In April, the board issued a draft report after reviewing the initial MCAS fix Boeing had designed, which it “found to be operationally suitable.”

That report said full-flight simulator training, which is time-consuming and expensive for the airlines, is unnecessary ahead of clearing the plane to fly again. Instead, the board recommended only a short computer-based course and classroom instruction about the new software update.

That report was shelved as Boeing’s software update kept getting pushed further out. If the new training outline coming in September sticks to the previous recommendation that simulator training is not needed, that will boost the MAX’s return-to-service schedule, which is crucial to the airlines and to Boeing.

The U.S. airline-pilot unions have said they could support such a recommendation provided that training specifically on how to handle uncommanded movement of the horizontal tail is included in the recurrent simulator training that every U.S. airline pilot must go through, typically every nine months or so.

The report by FAA’s Flight Standardization Board coming in September will have a comment period no longer than 30 days to gather input from the airlines and pilots before it’s finalized and made mandatory. This timeline meshes with Boeing’s publicly stated hope to get the MAX flying again commercially “in the early fourth quarter.”

Even if the FAA doesn’t mandate simulator training before the MAX returns to flight, there’s no guarantee for Boeing that some overseas regulators won’t come up with different requirements. But most foreign safety agencies seem likely to follow the FAA’s lead.

Separately, Boeing said Thursday that, contingent upon FAA clearance, it has come up with a new 737 MAX production schedule that can meet the target set by Boeing Chief Executive Dennis Muilenburg in July: ramping up to a new production level before the end of 2020.

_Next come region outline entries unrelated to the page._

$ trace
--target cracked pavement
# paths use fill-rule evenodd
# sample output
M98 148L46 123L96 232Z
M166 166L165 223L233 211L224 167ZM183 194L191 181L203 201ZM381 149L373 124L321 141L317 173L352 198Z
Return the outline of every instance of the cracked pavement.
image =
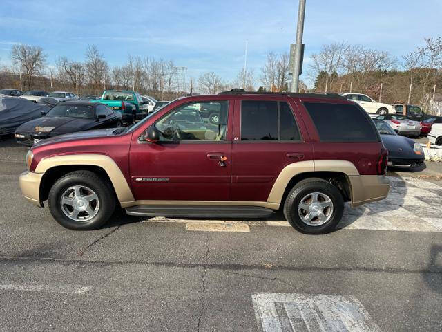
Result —
M253 225L249 233L189 232L122 214L74 232L21 197L24 165L15 160L26 148L8 149L0 160L2 331L260 331L251 296L266 292L352 296L381 331L442 330L442 233L311 237Z

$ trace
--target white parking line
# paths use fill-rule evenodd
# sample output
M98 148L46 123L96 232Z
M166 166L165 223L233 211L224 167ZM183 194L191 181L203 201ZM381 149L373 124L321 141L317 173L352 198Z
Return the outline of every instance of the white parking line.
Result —
M250 228L244 223L187 223L187 230L198 232L234 232L249 233Z
M263 293L252 302L263 332L380 331L352 296Z
M82 295L92 289L91 286L75 285L35 285L20 284L0 284L0 290L30 291L44 293L58 293Z
M337 228L347 230L442 232L442 207L439 196L439 190L442 192L442 187L414 178L389 178L392 187L387 199L354 209L346 203L343 220ZM284 220L190 220L155 217L144 222L185 223L188 230L212 232L227 232L227 228L238 224L245 225L247 228L249 226L290 227L289 223ZM215 225L204 226L203 230L198 229L202 228L200 226L192 225L193 223ZM241 227L236 226L238 229L241 229ZM211 230L209 230L210 228ZM245 227L243 228L246 229ZM249 231L249 229L244 230Z

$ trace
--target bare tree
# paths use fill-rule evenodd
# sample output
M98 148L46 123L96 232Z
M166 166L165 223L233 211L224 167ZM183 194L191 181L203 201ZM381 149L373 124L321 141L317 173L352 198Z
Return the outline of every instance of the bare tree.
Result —
M289 54L267 54L267 61L262 69L261 81L269 91L285 89L289 79Z
M309 66L310 77L316 79L324 73L332 86L334 79L343 70L344 57L348 47L345 42L323 45L318 53L311 56L313 63Z
M425 38L425 46L418 48L419 66L423 69L422 94L425 93L426 87L435 84L442 71L442 38Z
M214 95L221 91L222 81L215 73L210 72L200 76L198 84L202 92Z
M109 67L95 45L88 46L85 69L89 84L95 91L102 90L102 84L109 78Z
M81 88L84 82L84 66L82 63L61 57L57 61L57 67L61 82L68 82L69 85L75 90Z
M246 69L245 80L244 79L244 69L240 69L236 75L236 80L233 85L236 87L242 87L247 91L253 91L255 90L255 73L251 68ZM245 85L244 85L245 82Z
M40 46L13 45L10 57L12 64L18 65L25 75L25 86L31 89L34 78L39 75L46 64L47 56Z
M343 66L353 79L359 83L360 87L365 90L369 78L374 72L381 73L382 76L395 63L396 59L388 52L354 45L346 49Z

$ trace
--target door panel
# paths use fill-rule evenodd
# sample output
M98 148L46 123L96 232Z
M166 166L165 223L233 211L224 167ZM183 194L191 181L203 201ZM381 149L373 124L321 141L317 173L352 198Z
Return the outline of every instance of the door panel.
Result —
M136 200L227 201L231 143L133 143L131 175ZM227 158L225 165L219 153Z
M232 145L232 201L267 201L271 188L282 169L293 163L313 160L311 143L305 142L307 134L303 122L291 100L301 141L241 140L241 102L235 104L235 125Z

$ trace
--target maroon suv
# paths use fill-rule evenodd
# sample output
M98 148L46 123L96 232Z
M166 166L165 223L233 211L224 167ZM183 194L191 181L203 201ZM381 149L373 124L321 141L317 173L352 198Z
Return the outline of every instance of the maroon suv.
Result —
M200 110L219 109L213 123ZM177 99L125 129L45 140L23 195L73 230L128 214L265 218L332 230L344 202L387 196L387 150L367 113L337 95L230 91Z

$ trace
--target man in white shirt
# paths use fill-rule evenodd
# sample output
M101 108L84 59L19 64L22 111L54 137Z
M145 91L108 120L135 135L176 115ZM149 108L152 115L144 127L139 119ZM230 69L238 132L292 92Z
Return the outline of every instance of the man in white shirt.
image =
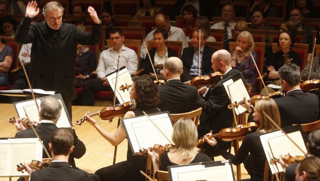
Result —
M111 90L106 75L117 70L118 57L119 67L125 66L129 73L134 73L138 67L138 57L132 49L125 46L125 36L122 30L114 28L110 32L110 39L112 47L104 50L100 54L96 68L96 79L90 79L85 82L83 89L83 105L93 106L95 94L100 90Z
M158 28L164 29L168 32L168 41L180 41L182 42L182 48L187 47L187 39L186 39L186 35L182 29L173 27L170 25L169 22L169 18L166 15L163 13L158 13L155 16L155 23L156 26ZM146 43L148 40L153 40L153 33L156 30L153 30L150 31L146 37L145 40ZM140 57L144 59L147 55L147 50L144 46L144 44L142 43L141 45L141 51L140 53ZM179 56L179 55L178 55Z
M234 28L236 22L233 21L235 15L235 11L233 4L226 3L223 8L221 13L223 21L217 23L210 27L211 29L224 30L224 42L225 42L228 39L232 39L231 30Z

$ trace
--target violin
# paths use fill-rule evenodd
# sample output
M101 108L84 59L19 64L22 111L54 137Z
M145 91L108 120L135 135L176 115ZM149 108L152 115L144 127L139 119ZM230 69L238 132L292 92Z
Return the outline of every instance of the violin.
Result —
M122 105L105 107L100 111L90 114L88 116L93 117L98 115L101 120L109 120L111 122L113 118L116 116L123 116L128 111L134 110L136 106L135 101L131 100L130 101L125 102ZM81 125L84 122L85 119L84 116L80 120L76 120L76 124Z
M166 144L165 146L163 146L160 145L155 145L153 147L150 147L149 149L150 151L155 151L156 153L159 154L161 154L164 152L165 151L168 151L170 150L173 149L174 148L174 145L172 144ZM143 155L145 153L148 153L148 149L140 150L138 154L139 155Z
M15 117L13 117L12 118L9 118L9 120L8 121L9 123L11 123L12 124L15 124L16 123L16 121L18 120L19 122L21 122L22 123L22 125L25 127L26 129L31 129L31 125L30 124L32 124L32 125L33 125L33 126L36 127L38 125L39 125L39 122L35 122L35 121L33 121L31 122L29 119L27 118L15 118Z
M32 170L39 170L42 169L47 167L51 163L52 160L49 158L44 158L42 161L41 162L38 160L32 160L31 163L28 164ZM23 173L23 170L26 170L26 167L22 164L20 165L17 165L17 171L18 172L22 172Z
M286 164L288 165L291 165L292 163L301 161L305 158L306 158L306 157L304 156L295 156L293 157L290 155L286 154L284 156L283 158L282 158L282 160L285 163L286 163ZM280 159L279 158L271 158L271 160L270 161L270 164L276 164L276 163L279 163L279 161Z
M255 132L258 128L258 123L255 122L249 122L244 124L239 124L235 127L223 128L217 133L207 138L218 137L224 141L231 141L244 137L249 133ZM198 140L197 147L201 145L203 142L202 139Z
M320 88L320 79L304 81L300 85L300 87L304 92L306 92L314 90L319 90Z
M255 95L253 96L250 99L248 99L247 101L248 102L251 103L251 104L254 106L256 101L257 100L266 99L269 98L274 99L284 96L285 96L285 93L279 91L277 91L274 92L270 93L269 94L269 95ZM239 105L243 104L244 102L244 100L242 100L239 102L235 102L233 103L233 107L237 108L239 107ZM228 105L228 109L232 109L232 105L231 104Z
M190 86L199 87L214 87L222 80L223 74L220 72L211 73L209 75L196 76L187 84Z

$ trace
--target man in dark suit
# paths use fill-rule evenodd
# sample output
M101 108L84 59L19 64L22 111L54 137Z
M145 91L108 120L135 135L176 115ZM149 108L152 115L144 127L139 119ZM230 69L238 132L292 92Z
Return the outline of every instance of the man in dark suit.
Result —
M49 143L50 136L55 130L58 129L56 126L57 121L59 120L61 114L62 106L56 99L49 97L41 101L40 106L40 125L35 128L35 130L39 135L40 138L43 142L43 145L46 149L49 150ZM21 122L16 121L16 127L18 132L16 134L16 138L34 138L35 134L32 129L26 129ZM74 129L67 129L73 135L73 145L74 149L70 153L69 157L69 163L73 167L76 168L74 157L80 158L86 153L86 146L81 141L75 134ZM43 158L47 158L45 151L43 151Z
M180 80L182 61L178 58L169 58L163 65L165 84L158 87L161 102L158 108L170 114L187 113L200 107L201 99L196 88L183 84Z
M52 162L41 170L32 170L25 165L31 181L98 181L99 176L73 168L68 163L68 157L73 151L74 138L66 128L56 129L51 134L49 143Z
M202 92L201 100L202 113L198 126L199 137L212 130L213 133L218 132L221 129L232 127L233 121L232 112L227 108L230 99L223 83L232 79L236 81L242 79L240 72L231 66L231 55L225 50L219 50L215 52L211 59L211 67L215 71L219 71L224 74L223 78L212 88L202 87L200 91ZM218 139L220 149L226 150L228 142ZM220 154L206 143L203 144L205 153L209 156L217 156Z
M316 94L304 93L300 88L300 67L291 63L283 66L278 72L286 92L286 96L275 99L280 112L281 126L317 120L319 101Z
M212 72L211 56L216 50L206 46L208 33L204 29L195 29L193 30L192 37L192 46L183 49L181 60L183 63L183 74L181 81L186 82L198 75L198 54L199 54L199 32L200 35L200 75L208 75Z

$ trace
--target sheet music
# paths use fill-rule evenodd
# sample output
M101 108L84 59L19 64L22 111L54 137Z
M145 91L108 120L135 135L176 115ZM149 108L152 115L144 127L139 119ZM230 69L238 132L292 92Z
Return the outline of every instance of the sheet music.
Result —
M161 113L149 117L166 138L145 116L124 119L124 126L134 154L139 152L140 149L152 147L155 144L164 146L172 143L173 126L168 113Z
M228 86L229 86L229 90L230 90L232 98L232 100L233 102L243 100L243 97L244 97L247 98L247 99L250 99L250 95L248 93L248 91L242 81L242 79L239 79L236 81L233 82L233 80L230 79L223 83L223 84L230 98L230 95L229 95L229 90L228 90ZM241 105L239 105L238 108L234 108L234 110L237 115L244 113L247 111L246 108Z
M293 134L292 134L292 133ZM299 134L300 134L300 136L298 136ZM301 133L300 131L294 131L292 133L288 133L288 135L289 135L289 136L290 136L290 138L291 138L291 136L292 136L293 138L291 138L293 139L293 140L295 141L296 140L294 139L296 139L297 140L299 140L299 141L296 142L296 143L298 144L298 145L301 148L301 149L304 151L307 152L307 149L306 148L306 146L304 145L304 142L303 142L303 140L301 136ZM273 168L273 166L272 166L270 163L271 158L273 158L270 157L268 152L272 153L273 155L271 155L271 156L274 156L276 158L278 158L278 157L279 157L279 152L281 152L280 154L282 154L283 155L284 155L285 154L288 154L288 152L290 152L290 155L293 155L293 154L296 154L295 153L296 152L295 151L296 150L295 148L293 149L293 148L291 148L291 147L291 147L291 144L293 145L293 144L291 143L290 141L288 140L288 138L286 137L286 138L283 138L284 137L282 137L283 136L284 137L286 136L281 132L281 131L275 131L275 132L273 132L267 134L265 134L260 136L260 140L261 141L261 144L262 145L262 147L263 147L264 153L267 158L269 166L272 174L274 174L276 173L276 171L275 171ZM300 138L299 138L299 137L301 137L301 139L302 139L302 142L300 140ZM275 140L273 140L273 138L276 138ZM280 140L281 139L282 139L282 141L281 141L281 143L277 142L278 141L280 141ZM271 140L271 142L269 141L269 140ZM288 143L289 142L290 143ZM271 147L274 146L274 145L275 144L276 145L275 146L277 148L275 148L275 149L278 149L279 148L280 148L281 150L280 151L276 151L275 150L275 149L274 149L273 150L274 151L275 151L275 152L273 152L271 149L270 149L270 145L269 145L269 143L271 143ZM296 148L296 149L298 149ZM291 150L293 151L293 152L292 152L292 154L291 154ZM301 153L301 151L299 151L298 152L300 153L299 153L299 154L298 155L303 155L303 153ZM278 155L277 155L276 154ZM282 167L281 167L281 165L280 165L280 164L277 163L276 165L275 165L275 166L276 166L276 167L276 167L276 169L277 168L279 170L279 172L283 171ZM277 172L278 172L278 171L277 171Z
M110 84L110 87L112 88L113 91L115 92L115 86L116 85L116 80L117 79L117 72L114 72L113 74L107 76L107 79ZM120 90L119 88L121 85L132 85L132 81L131 76L129 74L127 68L123 68L119 72L118 76L118 83L117 88L117 93L116 96L119 101L121 104L125 102L130 101L130 94L129 91L131 90L131 88L129 88L129 90L127 90L124 92L123 90Z

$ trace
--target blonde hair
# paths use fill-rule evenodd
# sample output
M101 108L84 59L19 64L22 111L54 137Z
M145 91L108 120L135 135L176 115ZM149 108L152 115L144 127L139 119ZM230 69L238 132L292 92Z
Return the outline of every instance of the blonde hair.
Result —
M238 42L238 39L240 37L244 38L248 43L250 44L250 46L247 48L247 50L245 51L241 56L248 55L249 53L254 50L254 49L255 48L255 41L254 41L254 37L250 32L247 31L243 31L240 32L238 35L238 37L237 37L237 42Z
M198 151L196 147L198 133L193 121L189 118L181 118L173 126L172 141L174 149L170 151L181 152L185 160L194 157Z
M274 100L268 98L258 100L256 102L256 110L260 113L259 130L264 130L266 132L271 132L278 130L277 127L263 113L264 111L279 126L281 126L280 113L277 103Z

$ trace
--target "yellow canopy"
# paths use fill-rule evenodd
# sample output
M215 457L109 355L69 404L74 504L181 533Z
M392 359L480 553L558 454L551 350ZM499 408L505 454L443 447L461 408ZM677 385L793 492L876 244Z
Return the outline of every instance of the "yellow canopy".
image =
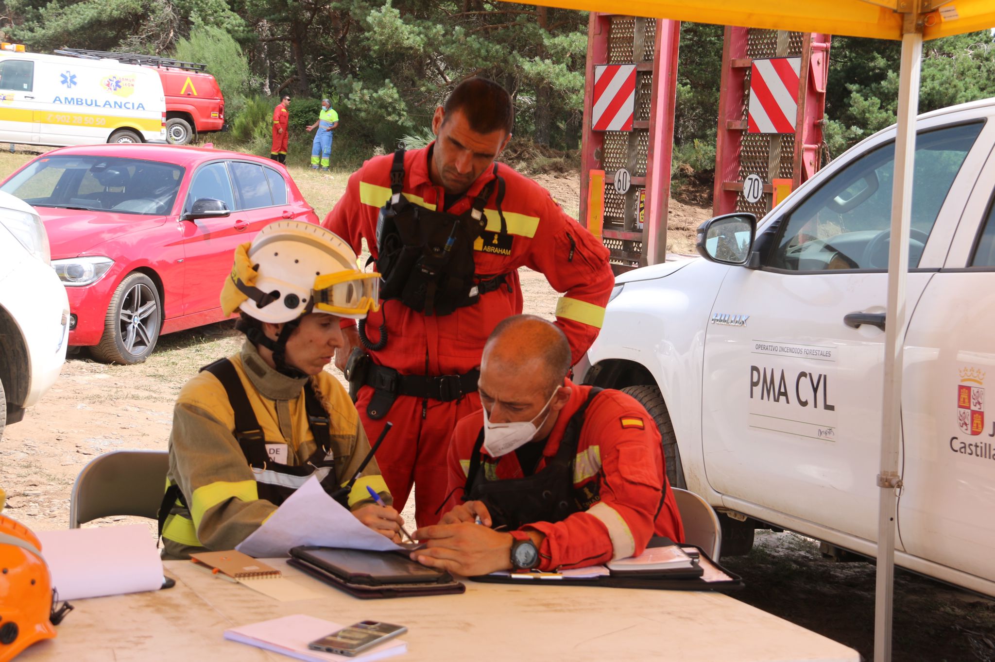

Boeing said the production plan, which has been communicated to suppliers, “assumes a gradual increase in the 737 production rate from the current 42 per month to 57 per month in 2020.”

On Thursday, Reuters outlined the planned incremental steps, citing supplier sources. The Reuters report said Boeing’s plan is to increase production from 42 to 47 aircraft per month in October, as soon as regulatory approval to fly is granted. It would then increase production to the pre-crash rate of 52 aircraft per month in February, and to 57 jets per month in June 2020.

Still, all of this timing depends upon the regulators, here and overseas.

Boeing cautioned in its statement that “while the assumption reflects Boeing’s best estimate at this time, the actual timing of return to service will be determined by the FAA and other global aviation regulatory authorities.”